AUC, area under the curve; CTC, Clinical Trial Centre; DN4, Douleur neuropathic; GCP, good clinical practice; HADS, Hospital Anxiety and Depression Scale; MPI, Multidimensional Pain Inventory; NRS, Numeric Rating Scale; NSAIDs, Nonsteroidal anti-inflammatory drugs; PPSP, Persistent postsurgical pain; REDCap®, Research Electronic Data Capture; STAI, State Trait Anxiety Inventory; SNRI, Serotonin-norepinephrine reuptake inhibitor; TCA, Tricyclic antidepressants.

Data Sharing Statement

The PI, statistical analyst, and data manager will have access to the final trial dataset. Data of participants will be collected in Redcap in the context of this study only and will be owned by the current researchers.

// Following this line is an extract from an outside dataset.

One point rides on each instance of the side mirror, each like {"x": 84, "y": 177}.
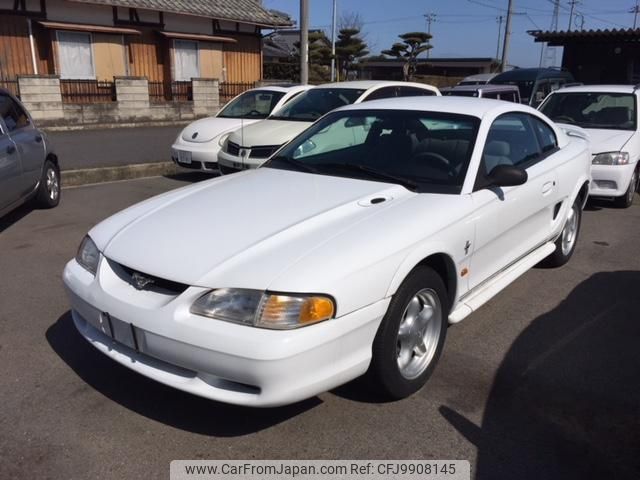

Ethics Approval and Consent

This study was approved by the UZA Ethics Committee, Edegem, Belgium, with reference B3002022000112. Written, informed consent to participate will be obtained from all participants.

Consent for Publication

We are willing to provide a model informed consent form upon request.

Acknowledgments

We would like to thank the team members of the multidisciplinary pain centre, clinical trial centre, and the preoperative consultation for their dedicated work.

Author Contributions

DW is the principal investigator (PI). She participated in study conception, design, execution and interpretation. She wrote, revised and reviewed the article. IM contributed to the study’s design and will contribute to the study result interpretation. She critically reviewed the manuscript. IV, EW and LVL contributed to the conception and study design and data collection. They drafted and substantially revised the manuscript. ER is involved as a statistician in the study design and analysis and interpretation of the study results. She critically reviewed and revised the manuscript. LVDV contributed to data collection and reviewed the article. RD, VS, and GH contributed to the design, organization, and draft preparations and will also contribute to the study results interpretation. Moreover, they are involved in revising the manuscript. All authors have read and approved the final draft of the study protocol. Furthermore, they have agreed on the journal to which the article will be submitted, gave final approval of the version to be published, and agree to be accountable for all aspects of the work.

Funding

There is no funding to report.

Disclosure

The authors declare that they have no competing interests.